Рэй, сидевший все это время чуть в отдалении и наблюдавший за происходящим – был ошеломлен. От всего увиденного кончики его волос поднялись и сейчас, он больше напоминал нахохлившуюся птицу, непонимающую, где она оказалась и что происходит вокруг. Румелия, наконец, обратив на Рэя внимание, подошла к нему.
– Как ты, дорогой? – наклонилась она к Рэю, пытаясь заглянуть ему в глаза. – Все хорошо?
– Кажется, да, – протянул, ничего не понимающий, но приходящий в себя Рэй. – Я точно жив, – начал он ощупывать руками свои колени, желая убедиться в собственной правоте.
– Конечно, ты жив и мне жаль, что тебе пришлось все это увидеть, – ответила ему Румелия, выпрямляясь и окидывая печальным взглядом берег.
– Ничего, – сказал Рэй, чуть оправившись от шока.
Немного подумав, он добавил:
– То есть обычно, подобное скрыто от глаз людей? – снова встревожившись, поднял он голову и посмотрел снизу вверх на Румелию.
Уголки ее губ поднялись в скорбной улыбке.
– Да, дорогой. Обычно мы не показываем людям подобное, – ответила ему она.
– Почему? – резонно спросил Рэй, сосредоточенно уставившись вдаль.
– Потому что они не готовы. Потому что еще слишком много темноты в их душах, – закончила Румелия, печально приподняв брови и вздохнув.
Рэй задумался.
– Что теперь будет? – спросил он, продолжая вглядываться в берег.
– Теперь будет новая жизнь, – сказала она уверенно.

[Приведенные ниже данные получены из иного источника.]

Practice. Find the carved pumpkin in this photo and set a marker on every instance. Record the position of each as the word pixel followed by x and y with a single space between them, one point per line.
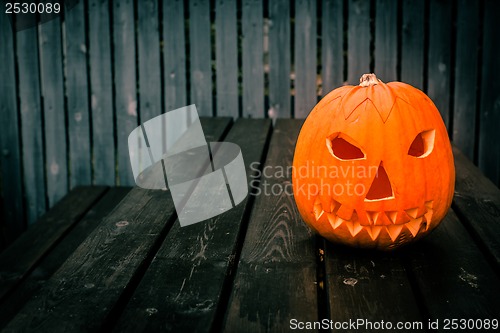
pixel 373 165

Элизабет, все так же сидела на помосте, с прижатыми к себе ногами. Она даже слегка раскачивалась из стороны в сторону, так успокаивая себя. Элизабет слышала, о чем говорили Рэй и ее мать. Как только они замолчали, она резко повернула голову в их сторону, посмотрев на них сосредоточенно, холодно и сурово. Стремительно поднявшись на ноги и обращаясь к своей матери, она сказала:
– Кто ты? Что означают все твои слова? – продолжала Элизабет смотреть на мать тем же холодным, непонимающим и пустым взглядом.
Видя продолжение разворачивающейся драмы, к ней снова подошла Маади. Все это время она молчаливо стояла в сторонке и наблюдала. Она мягко дотронулась рукой до плеча Элизабет. Та, никак не отреагировала. Казалось, Элизабет не просто замерла, и ее взгляд вопросительно застыл на матери, похоже, что и сердце ее, начал сковывать холод, своей магической пеленой забвения, замедляя его ритмичные движения.